16. 16. A process for the preparation of a polyisocyanate adduct containing allophanate groups, siloxane groups and optionally isocyanurate groups which includes reacting a compound a) which i) is substantially free of hydroxyl groups and isocyanate groups, ii) has an average of at least two urethane groups per molecule and iii) contains from 0 to 50% by weight of siloxane groups, based on the weight of the polyisocyanate adduct, with an excessive amount, based on the equivalents of urethane groups, of a polyisocyanate b), which optionally contains siloxane groups, to form an adduct of p-oliisocyanate and optionally removing at least a portion of the unreacted excessive polyisocyanate b), provided that the compound a) and the polyisocyanate b) contain a total of at least 0.001% in weight, of siloxane groups, based on the weight of the polyisocyanate adduct.
17. 17. A two component coating composition containing the polyisocyanate adduct of claim 1 and a compound containing at least two isocyanate reactive groups.

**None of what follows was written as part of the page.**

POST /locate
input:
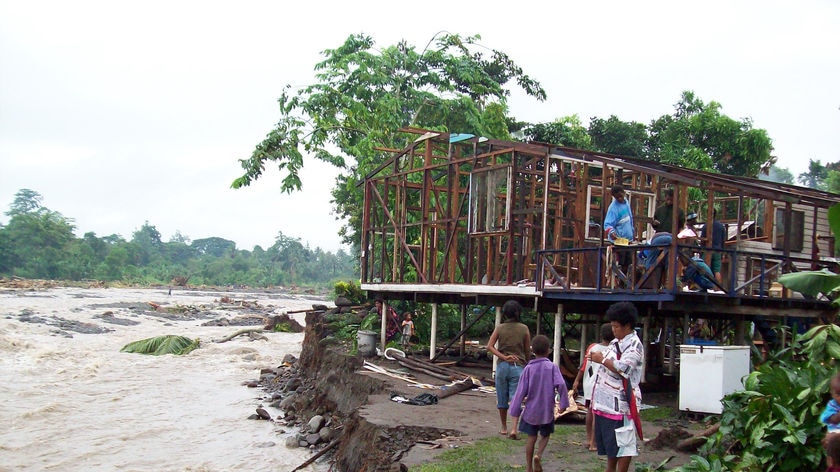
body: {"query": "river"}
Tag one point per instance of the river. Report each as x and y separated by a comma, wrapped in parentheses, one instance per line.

18. 18. A one component coating composition containing the polyisocyanate adduct of claim 1, wherein the isocyanate groups are blocked, and a compound containing at least two isocyanate reactive groups. SUMMARY OF THE INVENTION The present invention relates to polyisocyanate adducts containing allophanate groups, siloxane groups and optionally isocyanurate groups which are prepared by reacting compounds a) which i) are substantially free of hydroxyl groups and isocyanate groups, ii) have an average of at least two urethane groups per molecule and iii) contain from 0 to 50% by weight of siloxane groups, based on the weight of the polyisocyanate adducts, with an excessive amount, based on the urethane group equivalents, of polyisocyanates b), containing optionally siloxane groups, to form polyisocyanate adducts and optionally removing at least a portion of the unreacted excessive polyisocyanates b), provided that the compounds a) and the polyisocyanates b) contain a total of at least 0.001% by weight of siloxane groups based on the weight of the polyisocyanate adducts. The present invention also relates to a process for preparing said polyisocyanate adducts, to blends of the polyisocyanates with other polyisocyanates containing no siloxane groups and to the use of the polyisocyanate adducts or polyisocyanate mixtures, optionally in blocked form, in compositions of coating of one or two components.